I have been a member over there for years and have seen the board go up and down a few times and of course it is down again. I was wondering if anyone knew what was going on with it this time.


----------



## Jim (Sep 15, 2010)

Looks like their account has been suspended!

Maybe they did not pay the hosting fee or something?

https://riversmallies.invisionzone.com/cgi-sys/suspendedpage.cgi


----------



## jcb (Sep 15, 2010)

I was a member there for a couple of weeks and now they have gone.I like that forum too.


----------



## Jim (Sep 16, 2010)

jcb said:


> I was a member there for a couple of weeks and now they have gone.I like that forum too.



This is the second or third time that I know of that that has happened. I would keep checking every now and then. They had a strong member base, I cant see a reason why the would just shut down instead of someone else taking over. Maybe some big shop offered them a ton of coin and are revamping it again.


----------



## Ranchero50 (Sep 16, 2010)

I think they Mr King the owner ran out of interest. All of the mods vanished until last week when Al popped in about his painitng on the cover of one of the catalogs.

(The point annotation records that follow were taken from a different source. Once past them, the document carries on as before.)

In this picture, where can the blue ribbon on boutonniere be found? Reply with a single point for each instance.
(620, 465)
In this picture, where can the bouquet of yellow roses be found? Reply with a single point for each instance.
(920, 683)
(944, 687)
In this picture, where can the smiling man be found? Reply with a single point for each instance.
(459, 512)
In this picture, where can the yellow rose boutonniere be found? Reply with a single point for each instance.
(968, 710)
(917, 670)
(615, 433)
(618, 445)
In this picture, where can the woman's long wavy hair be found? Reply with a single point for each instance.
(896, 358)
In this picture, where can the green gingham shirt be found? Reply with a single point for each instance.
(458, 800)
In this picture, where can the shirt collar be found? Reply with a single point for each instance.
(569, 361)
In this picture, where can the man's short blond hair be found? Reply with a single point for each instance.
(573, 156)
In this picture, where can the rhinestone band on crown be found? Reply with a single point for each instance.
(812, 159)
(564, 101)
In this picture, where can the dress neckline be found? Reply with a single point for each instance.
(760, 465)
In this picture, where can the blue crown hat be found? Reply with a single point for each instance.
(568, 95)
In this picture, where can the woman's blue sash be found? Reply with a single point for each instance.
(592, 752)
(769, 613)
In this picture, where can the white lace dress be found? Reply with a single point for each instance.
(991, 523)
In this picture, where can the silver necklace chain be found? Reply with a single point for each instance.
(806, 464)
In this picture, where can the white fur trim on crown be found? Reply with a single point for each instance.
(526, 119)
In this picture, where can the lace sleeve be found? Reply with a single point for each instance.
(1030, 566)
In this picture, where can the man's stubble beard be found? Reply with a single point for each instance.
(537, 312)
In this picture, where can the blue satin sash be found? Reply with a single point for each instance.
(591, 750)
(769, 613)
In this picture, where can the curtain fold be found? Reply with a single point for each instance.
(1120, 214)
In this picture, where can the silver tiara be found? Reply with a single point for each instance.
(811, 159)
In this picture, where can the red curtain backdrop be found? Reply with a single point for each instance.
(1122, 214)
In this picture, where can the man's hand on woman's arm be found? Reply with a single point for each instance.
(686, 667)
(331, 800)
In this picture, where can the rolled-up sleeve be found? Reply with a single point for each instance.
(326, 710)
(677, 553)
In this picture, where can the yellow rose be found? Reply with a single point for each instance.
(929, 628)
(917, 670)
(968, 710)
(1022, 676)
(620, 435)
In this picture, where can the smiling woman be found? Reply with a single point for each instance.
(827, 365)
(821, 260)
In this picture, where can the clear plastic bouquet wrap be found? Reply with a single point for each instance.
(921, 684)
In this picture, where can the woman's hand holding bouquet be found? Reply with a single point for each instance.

Gut feeling was it's going through a slow death after the last big collapse.

Jamie


----------



## optaylor823 (Oct 2, 2010)

Just found out that the site is done. Here is where I got the information from.
https://ozarkanglers.com/forums/index.php?s=46fd6a292d9fb33b39b070071dcdd185&showtopic=25086&st=0&p=163095&#entry163095


----------



## Ranchero50 (Oct 3, 2010)

Well, quite a few folks are popping up over on smallmouths.com

Seems the community will keep going without it.

Jamie


----------